Non c’è bisogno di un grande semiologo per spiegarci che viviamo immersi nel rumore, sovrastati da un coacervo di voci discordanti. Eco parte da questo dato di fatto per sviluppare alcune considerazioni. Propone un esempio, volutamente iperbolico, com’è nel suo stile: “Se fossi coinvolto in uno scandalo e volessi distogliere l’attenzione pubblica, prima di tutto andrei a piazzare una bomba in stazione, così i giornali si occuperebbero della bomba e non di me”. E prosegue: “Chi sa quante bombe sono state piazzate per distrarci da notizie più importanti”. Scoppia l’applauso: l’allusione politica è troppo forte per passare inosservata. Eco sembra prendere in prestito la tesi di un suo celebre personaggio, Guglielmo da Baskerville: per nascondere bene un delitto bisogna occultarlo in mezzo ad altri delitti, dove la parola delitto può benissimo intendersi come notizia. “Quando si vuole soffocare un’informazione scomoda – fa notare lo studioso – la si annega in un mare di chiacchiere e minuzie, non necessariamente false, ma del tutto insignificanti”. E il silenzio diventa merce rara. Se tutti gridano si fa sempre più fatica a “captare i mormorii, i piccoli rumori, che per tanti secoli sono stati capaci di viaggiare di bocca in bocca”, come lungo i binari di una ferrovia invisibile. La posta in gioco è alta e grande il rischio di perdere per strada qualche tesoro prezioso: “pensiamo solo a certi bestseller, a come si sono diffusi unicamente grazie al passaparola”. Ecco perché, per sopravvivere in questo mare magnum, “bisogna imparare a scegliere, selezionare, buttar via”.

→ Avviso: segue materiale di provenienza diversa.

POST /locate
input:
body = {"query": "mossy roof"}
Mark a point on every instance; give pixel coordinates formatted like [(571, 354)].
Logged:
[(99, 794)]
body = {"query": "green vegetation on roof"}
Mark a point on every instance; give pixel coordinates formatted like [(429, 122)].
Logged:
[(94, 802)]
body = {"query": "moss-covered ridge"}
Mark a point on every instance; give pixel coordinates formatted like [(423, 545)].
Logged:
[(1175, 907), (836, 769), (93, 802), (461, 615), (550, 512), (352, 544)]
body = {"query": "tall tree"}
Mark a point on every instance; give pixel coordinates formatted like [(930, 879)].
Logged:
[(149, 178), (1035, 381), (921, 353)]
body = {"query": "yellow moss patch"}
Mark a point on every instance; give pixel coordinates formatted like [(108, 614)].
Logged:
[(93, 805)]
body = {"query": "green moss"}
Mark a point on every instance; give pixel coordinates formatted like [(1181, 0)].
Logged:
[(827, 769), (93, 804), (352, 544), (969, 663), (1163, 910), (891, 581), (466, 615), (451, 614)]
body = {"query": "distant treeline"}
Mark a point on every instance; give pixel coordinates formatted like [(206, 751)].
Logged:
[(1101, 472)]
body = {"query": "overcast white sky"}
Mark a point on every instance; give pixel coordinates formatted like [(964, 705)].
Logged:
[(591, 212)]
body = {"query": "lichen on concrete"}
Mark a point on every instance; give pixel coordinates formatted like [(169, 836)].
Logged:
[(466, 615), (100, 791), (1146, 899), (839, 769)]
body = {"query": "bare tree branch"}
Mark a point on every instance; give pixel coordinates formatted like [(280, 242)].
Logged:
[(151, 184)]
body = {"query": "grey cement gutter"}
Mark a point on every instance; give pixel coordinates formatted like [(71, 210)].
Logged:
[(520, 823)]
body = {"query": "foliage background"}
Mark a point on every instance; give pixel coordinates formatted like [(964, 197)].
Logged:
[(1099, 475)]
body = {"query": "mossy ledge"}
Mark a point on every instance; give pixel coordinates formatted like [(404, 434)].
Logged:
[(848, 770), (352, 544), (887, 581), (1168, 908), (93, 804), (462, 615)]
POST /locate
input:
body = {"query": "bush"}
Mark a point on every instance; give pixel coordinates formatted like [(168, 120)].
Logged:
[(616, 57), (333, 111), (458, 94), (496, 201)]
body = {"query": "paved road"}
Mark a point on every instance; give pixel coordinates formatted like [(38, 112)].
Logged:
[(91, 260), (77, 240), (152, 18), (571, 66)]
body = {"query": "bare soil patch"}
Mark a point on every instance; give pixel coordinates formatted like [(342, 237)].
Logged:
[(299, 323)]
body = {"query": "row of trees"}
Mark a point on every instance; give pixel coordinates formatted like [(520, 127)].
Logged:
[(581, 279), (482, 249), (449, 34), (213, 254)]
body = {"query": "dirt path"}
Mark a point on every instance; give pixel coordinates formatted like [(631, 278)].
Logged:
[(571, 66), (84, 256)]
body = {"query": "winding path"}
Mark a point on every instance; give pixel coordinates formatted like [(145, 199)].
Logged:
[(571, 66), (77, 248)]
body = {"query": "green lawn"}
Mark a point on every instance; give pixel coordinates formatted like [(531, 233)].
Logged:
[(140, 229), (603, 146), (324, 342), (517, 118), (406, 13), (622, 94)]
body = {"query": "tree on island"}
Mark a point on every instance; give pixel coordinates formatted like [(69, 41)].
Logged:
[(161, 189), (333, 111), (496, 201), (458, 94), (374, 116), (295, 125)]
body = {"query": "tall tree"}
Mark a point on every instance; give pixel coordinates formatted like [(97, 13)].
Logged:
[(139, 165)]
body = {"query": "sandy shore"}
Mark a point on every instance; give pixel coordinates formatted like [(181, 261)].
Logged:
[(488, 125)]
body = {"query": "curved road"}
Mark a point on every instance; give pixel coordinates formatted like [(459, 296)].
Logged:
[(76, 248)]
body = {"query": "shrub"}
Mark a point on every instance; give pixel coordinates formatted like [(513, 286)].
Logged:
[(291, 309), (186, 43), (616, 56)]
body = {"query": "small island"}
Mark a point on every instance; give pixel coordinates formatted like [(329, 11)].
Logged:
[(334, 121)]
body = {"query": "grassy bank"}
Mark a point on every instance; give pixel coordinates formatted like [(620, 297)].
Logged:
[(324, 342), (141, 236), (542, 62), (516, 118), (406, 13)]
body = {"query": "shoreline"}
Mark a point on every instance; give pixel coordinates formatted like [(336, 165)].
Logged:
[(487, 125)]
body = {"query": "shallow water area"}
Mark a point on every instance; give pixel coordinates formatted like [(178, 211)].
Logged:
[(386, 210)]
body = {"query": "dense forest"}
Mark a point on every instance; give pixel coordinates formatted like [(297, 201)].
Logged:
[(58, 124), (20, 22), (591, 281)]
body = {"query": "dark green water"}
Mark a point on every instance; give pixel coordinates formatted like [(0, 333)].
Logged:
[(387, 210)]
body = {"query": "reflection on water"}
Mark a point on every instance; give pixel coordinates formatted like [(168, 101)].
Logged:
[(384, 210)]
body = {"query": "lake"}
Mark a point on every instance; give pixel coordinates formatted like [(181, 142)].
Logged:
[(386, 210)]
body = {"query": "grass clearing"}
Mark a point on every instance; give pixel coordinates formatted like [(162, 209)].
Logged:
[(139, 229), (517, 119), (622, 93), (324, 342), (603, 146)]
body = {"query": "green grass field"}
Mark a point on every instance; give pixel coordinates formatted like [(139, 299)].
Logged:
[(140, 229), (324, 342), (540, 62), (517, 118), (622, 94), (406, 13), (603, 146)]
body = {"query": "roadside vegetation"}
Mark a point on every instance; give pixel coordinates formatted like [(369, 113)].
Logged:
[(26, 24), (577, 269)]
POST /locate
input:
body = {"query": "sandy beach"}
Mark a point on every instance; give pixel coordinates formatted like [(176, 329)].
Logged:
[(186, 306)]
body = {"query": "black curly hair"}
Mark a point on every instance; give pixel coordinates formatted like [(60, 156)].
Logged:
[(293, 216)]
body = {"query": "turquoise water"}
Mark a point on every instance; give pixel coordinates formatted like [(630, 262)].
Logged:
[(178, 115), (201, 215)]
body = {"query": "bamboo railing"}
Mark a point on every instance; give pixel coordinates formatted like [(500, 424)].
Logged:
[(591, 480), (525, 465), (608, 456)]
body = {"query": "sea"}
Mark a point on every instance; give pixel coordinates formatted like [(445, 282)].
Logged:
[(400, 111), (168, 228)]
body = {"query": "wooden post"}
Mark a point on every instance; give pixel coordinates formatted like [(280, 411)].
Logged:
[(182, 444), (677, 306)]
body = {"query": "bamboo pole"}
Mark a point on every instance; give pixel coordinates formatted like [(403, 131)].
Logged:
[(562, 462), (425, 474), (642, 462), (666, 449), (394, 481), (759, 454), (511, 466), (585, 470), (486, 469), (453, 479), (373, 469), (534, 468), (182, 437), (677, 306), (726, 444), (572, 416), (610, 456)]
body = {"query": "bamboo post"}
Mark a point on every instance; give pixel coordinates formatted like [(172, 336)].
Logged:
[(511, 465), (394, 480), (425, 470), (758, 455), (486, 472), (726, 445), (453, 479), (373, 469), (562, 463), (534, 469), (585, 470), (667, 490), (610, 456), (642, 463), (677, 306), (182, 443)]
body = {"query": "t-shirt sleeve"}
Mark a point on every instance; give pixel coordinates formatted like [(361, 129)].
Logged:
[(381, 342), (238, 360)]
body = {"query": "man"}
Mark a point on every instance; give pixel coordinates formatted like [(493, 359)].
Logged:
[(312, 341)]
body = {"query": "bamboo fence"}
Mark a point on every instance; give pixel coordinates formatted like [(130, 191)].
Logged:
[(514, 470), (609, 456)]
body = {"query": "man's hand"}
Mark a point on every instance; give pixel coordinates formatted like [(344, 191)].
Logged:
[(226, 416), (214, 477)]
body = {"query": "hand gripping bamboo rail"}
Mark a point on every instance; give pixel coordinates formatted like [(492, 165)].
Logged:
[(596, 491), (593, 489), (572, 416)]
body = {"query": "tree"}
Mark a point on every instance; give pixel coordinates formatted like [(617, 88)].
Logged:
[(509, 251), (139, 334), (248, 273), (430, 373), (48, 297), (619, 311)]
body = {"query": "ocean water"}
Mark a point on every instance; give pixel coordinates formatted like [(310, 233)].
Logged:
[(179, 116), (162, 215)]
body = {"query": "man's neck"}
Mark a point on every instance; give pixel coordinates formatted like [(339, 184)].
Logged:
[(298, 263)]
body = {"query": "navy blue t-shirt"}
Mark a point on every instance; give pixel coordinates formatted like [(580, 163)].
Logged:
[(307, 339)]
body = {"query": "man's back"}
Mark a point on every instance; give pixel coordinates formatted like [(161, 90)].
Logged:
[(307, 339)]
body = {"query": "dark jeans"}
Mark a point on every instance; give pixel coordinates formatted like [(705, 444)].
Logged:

Eco tesse l’elogio dell’oblio consapevole. “I motori di ricerca producono bibliografie di sessanta pagine con diecimila titoli su ogni argomento, una mole di dati ingestibile per qualsiasi studente. Sarebbe importante insegnare ai ragazzi l’arte del potare, abituarli a distinguere tra le informazioni veraci e quelle superflue”. Dimenticare è un’azione vitale per ogni cultura, è l’unico modo per capire che cosa valga la pena conservare. “L’enciclopedia migliore è quella che sa rinnovarsi, che elimina da sé le informazioni non più utili, garantendo però agli specialisti la possibilità di recuperarle”. In certi casi, quindi, ben venga l’oblio. Ma attenzione, secondo Eco oggi abbiamo la smemoratezza facile: “I ragazzi passano la giornata tra mail, sms e social network, però non sanno più chi era Aldo Moro. Non parliamo poi dei parlamentari che alla domanda ‘Che cosa è successo il 17 marzo 1861?’ danno le risposte più fantasiose”. In sintesi tendiamo a “dimenticare ciò che dovremmo ricordare e ricordare quello che non serve”. Ma si può fare qualcosa? Esiste una soluzione? “Non lo so – risponde Eco – e se per caso lo sapevo, l’ho dimenticato”.